The experimental setup of having all browsers co-located with the server in an OpenStack does not seem faithful to the model of devices at the edge of the network, maybe some latencies could be artificially induced in the system.

Regarding the completeness of the related works, here are a couple of papers that could be included:

Review 3

Comments for the Authors

In this paper, the authors propose OWebSync, a CRDT-based data synchronization middleware to reconcile state for web applications. The authors claim that the middleware is general purpose and can be used by generic web applications to reconcile online and local state after offline updates. The Middleware consists of a client-side and a server-side component, where a middleware-client only interacts with the middleware's client-side component. The server-side component is only relevant for access control and to reduce communication complexity, since it avoid peer-to-peer coordination between clients. By applying a last-write wins strategy to a shared data-object, eventual consistency between clients is ensured.

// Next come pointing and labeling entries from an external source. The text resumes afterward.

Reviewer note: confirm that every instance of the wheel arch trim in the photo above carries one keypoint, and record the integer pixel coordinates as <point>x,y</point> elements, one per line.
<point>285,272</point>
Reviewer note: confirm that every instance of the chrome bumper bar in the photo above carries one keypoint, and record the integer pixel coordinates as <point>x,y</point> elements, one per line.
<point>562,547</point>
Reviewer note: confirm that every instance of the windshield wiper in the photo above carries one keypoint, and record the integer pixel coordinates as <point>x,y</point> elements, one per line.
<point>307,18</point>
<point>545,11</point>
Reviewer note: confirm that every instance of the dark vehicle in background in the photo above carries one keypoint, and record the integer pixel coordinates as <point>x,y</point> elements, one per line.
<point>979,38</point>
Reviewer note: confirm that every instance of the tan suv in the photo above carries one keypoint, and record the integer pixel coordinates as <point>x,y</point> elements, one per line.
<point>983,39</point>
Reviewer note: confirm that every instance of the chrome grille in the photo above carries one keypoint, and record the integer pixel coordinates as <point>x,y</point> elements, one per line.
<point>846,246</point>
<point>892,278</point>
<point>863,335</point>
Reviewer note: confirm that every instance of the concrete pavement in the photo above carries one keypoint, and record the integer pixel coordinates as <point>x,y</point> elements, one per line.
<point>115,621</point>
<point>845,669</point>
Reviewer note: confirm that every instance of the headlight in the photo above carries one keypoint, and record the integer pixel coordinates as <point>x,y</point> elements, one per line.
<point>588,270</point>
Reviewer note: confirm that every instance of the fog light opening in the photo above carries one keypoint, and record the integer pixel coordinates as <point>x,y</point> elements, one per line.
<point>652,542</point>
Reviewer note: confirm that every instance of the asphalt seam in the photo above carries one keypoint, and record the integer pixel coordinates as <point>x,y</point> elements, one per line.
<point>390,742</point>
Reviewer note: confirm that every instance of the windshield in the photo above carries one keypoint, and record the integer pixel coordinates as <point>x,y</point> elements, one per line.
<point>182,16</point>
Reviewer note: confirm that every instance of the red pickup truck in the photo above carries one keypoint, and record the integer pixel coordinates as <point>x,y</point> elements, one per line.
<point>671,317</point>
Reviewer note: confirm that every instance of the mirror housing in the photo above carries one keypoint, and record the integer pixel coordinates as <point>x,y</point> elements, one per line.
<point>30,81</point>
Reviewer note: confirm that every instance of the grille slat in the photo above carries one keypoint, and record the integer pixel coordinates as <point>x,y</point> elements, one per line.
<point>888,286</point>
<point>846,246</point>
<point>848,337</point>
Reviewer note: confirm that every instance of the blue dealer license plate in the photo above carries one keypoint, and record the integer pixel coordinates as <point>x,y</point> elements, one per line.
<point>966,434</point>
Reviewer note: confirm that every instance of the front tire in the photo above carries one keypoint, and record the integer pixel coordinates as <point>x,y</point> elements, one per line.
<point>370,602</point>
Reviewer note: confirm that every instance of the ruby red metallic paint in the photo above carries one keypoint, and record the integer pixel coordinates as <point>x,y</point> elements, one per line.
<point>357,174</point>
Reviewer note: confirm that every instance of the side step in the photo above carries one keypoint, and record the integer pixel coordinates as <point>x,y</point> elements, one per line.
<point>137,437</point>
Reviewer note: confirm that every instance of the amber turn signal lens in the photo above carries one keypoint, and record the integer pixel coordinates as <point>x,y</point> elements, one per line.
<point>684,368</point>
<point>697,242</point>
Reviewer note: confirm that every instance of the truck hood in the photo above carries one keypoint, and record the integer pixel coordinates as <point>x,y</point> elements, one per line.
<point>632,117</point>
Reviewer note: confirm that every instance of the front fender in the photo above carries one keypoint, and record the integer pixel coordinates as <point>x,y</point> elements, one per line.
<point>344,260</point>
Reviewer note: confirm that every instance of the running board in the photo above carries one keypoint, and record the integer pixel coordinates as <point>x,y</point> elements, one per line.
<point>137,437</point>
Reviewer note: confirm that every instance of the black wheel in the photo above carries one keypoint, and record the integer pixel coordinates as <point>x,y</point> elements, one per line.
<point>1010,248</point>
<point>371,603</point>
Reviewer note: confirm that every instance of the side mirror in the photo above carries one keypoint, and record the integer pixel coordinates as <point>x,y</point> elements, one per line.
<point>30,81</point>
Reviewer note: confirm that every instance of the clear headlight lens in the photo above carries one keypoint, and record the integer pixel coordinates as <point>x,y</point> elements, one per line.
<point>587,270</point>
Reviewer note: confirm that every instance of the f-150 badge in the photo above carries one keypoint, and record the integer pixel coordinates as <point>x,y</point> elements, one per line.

The paper is generally well structured and addresses an interesting problem. However, the paper leaves open many questions the concrete design of the conflict-free JSON data type, the general advantages over a shared client-side last-write-wins data structure and the performance in web-scale deployments:

While section three has the title "Convergent replicated data types with Merkle-trees", the combination of Merkle-trees and the introduced CRDTs (from the Shapiro paper) is not explained. It is unclear how the JSON structure looks like in detail and which operations are supported in a non-conflicting way. Fig. 1 shows how the Shapiro CRDTs are constructed internally. Instead of explaining the used data types in detail, it would be beneficial to refer the reader to the original Shapiro paper for details and rather explain the core data structure OWebSync is based on. Furthermore, storage and computation overhead due to tombstones should likely be discussed. Not handling tombstones will eventually lead to clients failing. Use of storage space over time would be an interesting aspect of the evaluation.

How is a using a LWW register for all data in the JSON-Object superior to simple, traditional timestamp-based reconciliation? Isn't this what the proposal boils down to? Such a last-write-wins data structure is not really novel and used in various systems, e.g., Cassandra. (I'm partially guessing/making assumptions here, since the JSON data structure composed of CRDTs is not defined in detail.) On a related note: Since state is kept and managed on the client side, couldn’t clients overrule other clients and server state by lying about their timestamp?

The evaluation is based on max. 24 clients and 1 server. This is not realistic for web applications. How does the middleware perform for large numbers of clients? What is the expected scalability?

The system architecture resembles the system presented in the following paper, which is relevant related work: Eberhardt, Jacob, Dominik Ernst, and David Bermbach. "SMAC: State Management for Geo-Distributed Containers."

Besides the above mentioned points, the general idea of CRDT-based client-side shared data structures has been discussed before and should not be considered novel. Advantages of the proposed CRDT-based JSON data structure over commonly applied LWW-strategies should be highlighted and described in more detail. Web-scale performance benchmarks that highlight advantages over an existing approach would reinforce the arguments. Focusing on the specific requirements of web-scale applications and how employing such data structures could be beneficial in that context could be a promising direction.

Meta-Review

All reviewers point out a lack of discussion of important technical details (such as JSON structure) and a lack of overall novelty of the proposed approach. Still, the paper tackles an interesting topic and the approach is promising.